Comme les mots ne manqueront jamais aux hommes pour désigner les femmes, — du moins une certaine classe de femmes, — ce nom, qui succédait à celui de lorette et qui date de la même époque, a été lui-même remplacé par une foule d’autres, tels que : filles de marbre, pré-catelanières, casinettes, musardines, etc., selon les localités.
France, 1907 : Sobriquet donné aux filles qui habitaient ou fréquentaient le quartier de la Boule-Rouge, à Montmartre
Escane (à l’)
La Rue, 1894 : Fuyons !
France, 1907 : Sauvons-nous ! Argot des voleurs.
— Comme j’vas pas à la retape et que j’ai pas d’aminche parmi les aiglefins, j’avais levé une brocante dans une boutanche, pour faire cascader une casinette ; v’là-t’y pas une affaire ! Mais y avait un arnache qui m’reluquait, et comme je sortais de la cambuse parce que la camoufle s’estourbait, v’là-t’y pas qu’y m’dévisage… J’crie à l’escane, et je veux baudrouiller, mais j’avais un caillou et j’m’affale.
(Félix Remo, La Tombeuse)
Maquillée
Delvau, 1866 : s. f. Lorette, casinette, boule-rouge, petite dame enfin, — dans l’argot des faubouriens.
France, 1907 : Fille publique, femme ridiculement et naïvement fardée.
Dans certains théâtres on voit de jeunes aspirantes qui se font des yeux jusqu’aux oreilles et des veines d’azur du corset jusqu’aux tempes ; ce ne sont pas des femmes, ce sont des pastels.
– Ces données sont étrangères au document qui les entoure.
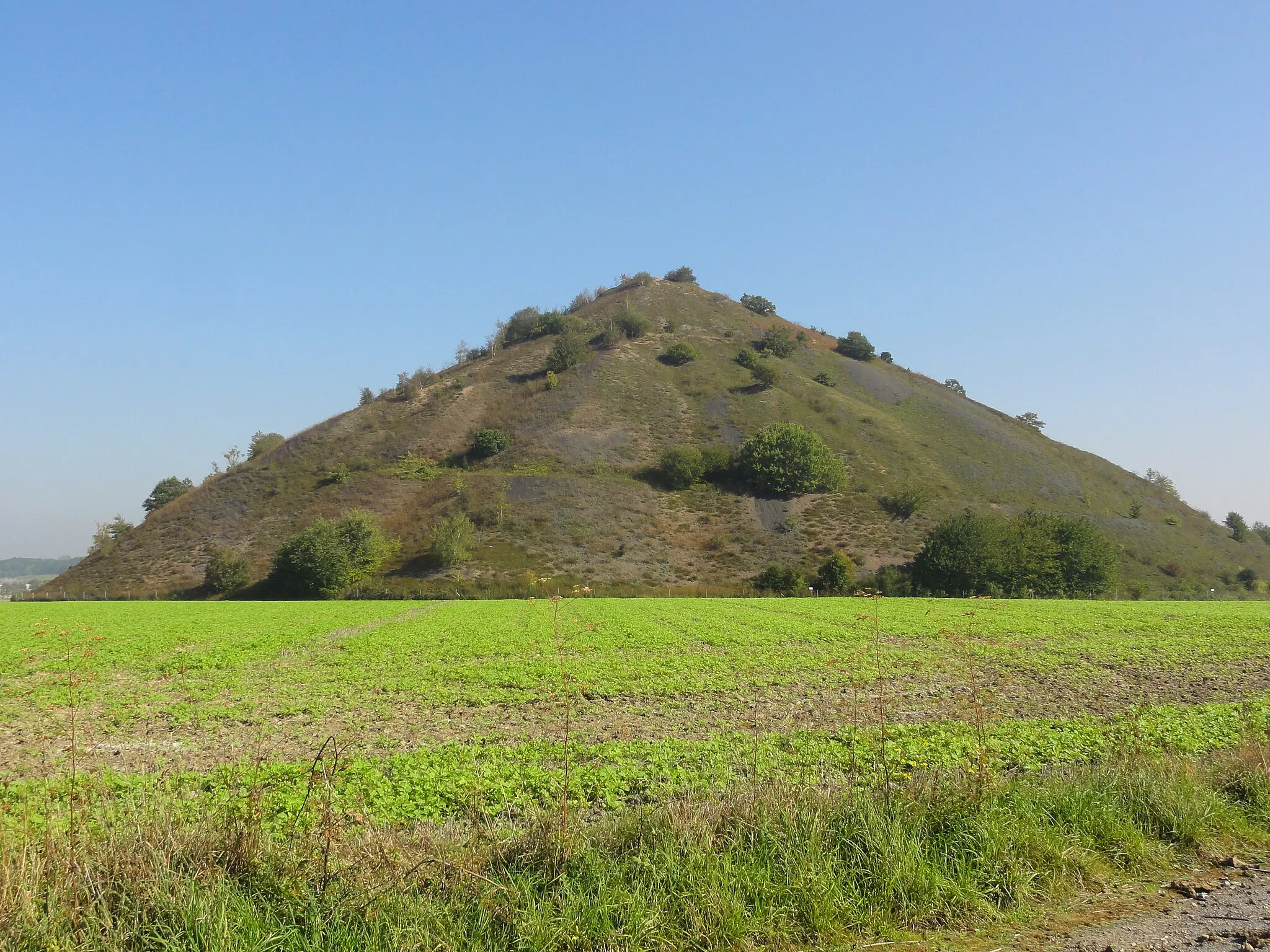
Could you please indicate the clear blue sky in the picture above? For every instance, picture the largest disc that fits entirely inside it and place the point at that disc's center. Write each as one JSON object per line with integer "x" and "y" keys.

Cette catégorie de grues s’appelle les maquillées.
(J. Duflot, Dictionnaire des coulisses)
Pale
Delvau, 1866 : s. m. As et deux, — dans l’argot des joueurs de dominos. Asinet. As tout seul.
Vasinette
France, 1907 : Bain. Aller à la vasinette. Expression populaire.
Comme la plupart des campagnardes, elle était arrivée à la quarantaine sans être allée une seule fois à la vasinette, aussi, dès le premier jour, M. le curé fut-il fort incommodé des âcres odeurs qui s’échappaient de ses jupes.